Ольга Берггольц: Смерти не было и нет. Опыт прочтения судьбы | страница 152
Но газеты с восторгом писали: "Крупнейшим литературно-политическим событием явился II Всесоюзный съезд советских писателей, состоявшийся в Москве 15–26 декабря 1954 г. Съезд заслушал и обсудил доклад А. Суркова "О состоянии и задачах советской литературы" и содоклады: К. Симонова – "Советская художественная проза", С. Вургуна – "Советская поэзия", А. Корнейчука – "Советская драматургия", С. Герасимова – "Советская кинодраматургия"… На съезде были также заслушаны и обсуждены доклады: Н. Тихонова – "Современная прогрессивная литература мира", Л. Леонова – "Об изменениях в Уставе Союза советских писателей" и доклад ревизионной комиссии, с которым выступил Ю. Либединский".
Говорили дежурно и заученно, но все-таки то там, то здесь звучало нечто новое.
Речь Ольги Берггольц отличалась от других. Она критиковала литературное начальство, говорила, что к литературе у нас подходят "не с позиций мастерства и художественности, а совсем с других позиций, нередко конъюнктурных". Напомнила о писателях, которые "не входят в обойму", – Михаиле Светлове и Евгении Шварце.
Стенограмма ее выступления содержала ремарки: "Движение в зале" и "Аплодисменты". Но в стенограмму съезда попало не все.
Писатель Григорий Свирский рассказывал, какое впечатление произвела Берггольц:
"Помню, как повалили в зал писатели, дожевывая на бегу бутерброды.

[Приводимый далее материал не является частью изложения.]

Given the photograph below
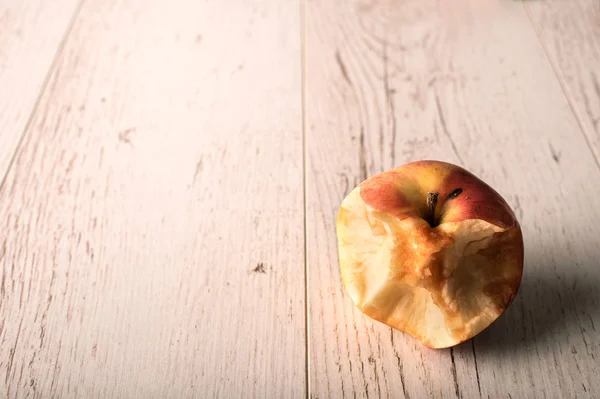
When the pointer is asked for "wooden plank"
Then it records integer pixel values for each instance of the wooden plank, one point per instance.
(152, 239)
(570, 34)
(30, 37)
(467, 82)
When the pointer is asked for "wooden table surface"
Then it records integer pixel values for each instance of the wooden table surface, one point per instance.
(171, 171)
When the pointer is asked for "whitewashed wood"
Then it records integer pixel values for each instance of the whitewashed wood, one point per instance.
(152, 241)
(570, 34)
(31, 33)
(389, 82)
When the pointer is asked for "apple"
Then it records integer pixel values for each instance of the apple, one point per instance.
(430, 249)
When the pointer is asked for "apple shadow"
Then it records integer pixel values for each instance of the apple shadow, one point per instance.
(556, 299)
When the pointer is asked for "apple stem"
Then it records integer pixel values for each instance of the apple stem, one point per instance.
(431, 204)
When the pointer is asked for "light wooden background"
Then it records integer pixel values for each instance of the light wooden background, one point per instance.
(171, 171)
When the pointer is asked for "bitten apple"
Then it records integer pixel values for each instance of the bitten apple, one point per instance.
(431, 250)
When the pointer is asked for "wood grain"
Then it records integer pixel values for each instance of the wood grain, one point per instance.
(570, 34)
(389, 82)
(152, 241)
(30, 37)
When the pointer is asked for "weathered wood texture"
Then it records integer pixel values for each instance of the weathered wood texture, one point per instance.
(31, 34)
(152, 241)
(570, 34)
(469, 82)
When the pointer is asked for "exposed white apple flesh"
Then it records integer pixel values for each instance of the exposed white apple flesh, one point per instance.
(441, 275)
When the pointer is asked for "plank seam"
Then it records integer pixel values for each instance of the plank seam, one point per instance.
(43, 88)
(302, 4)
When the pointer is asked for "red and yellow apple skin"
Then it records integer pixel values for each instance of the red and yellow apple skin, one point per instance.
(441, 277)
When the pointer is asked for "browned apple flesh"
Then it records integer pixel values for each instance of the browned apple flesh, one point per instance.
(441, 274)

Это объявили выступление "блокадной поэтессы" Ольги Берггольц. Белое, испитое, измученное лицо ее и едва слышный мерцающий голос вызвали в президиуме почти панику: она заговорила о праве писателя на самовыражение… О том, что без самовыражения нет ни писателя, ни литературы… И вдруг, повернувшись к дергающемуся президиуму, она сказала с усталостью и застарелой тоской вечного зэка: – А вообще вам этого ничего не надо… Литературы, говорю, не надо. Вам нужен один писатель, да и то… Ни я, никто из соседей так и не разобрали завершающего слова… "Да и то…" – что "да и то…"? Это слово выпало из официальной стенограммы, из которой вообще выпадало довольно много. Мы принялись выспрашивать всех подряд: "…Что "да и то…"?" Сама Ольга Берггольц уже не помнила: она сидела в буфете, в углу, наливая дрожавшей рукой водку в стаканы и стараясь хоть таким путем быстрее уйти, пускай на время, из этого страшного мира, где литературу публично казнят, как некогда казнили цареубийц"[138].
Но непублично начиналось счастливое время, когда люди собирались в квартирах, на кухнях и обсуждали новый роман "Оттепель" Эренбурга, статьи в "Новом мире", спорили о Ленине, о Сталине, о войне.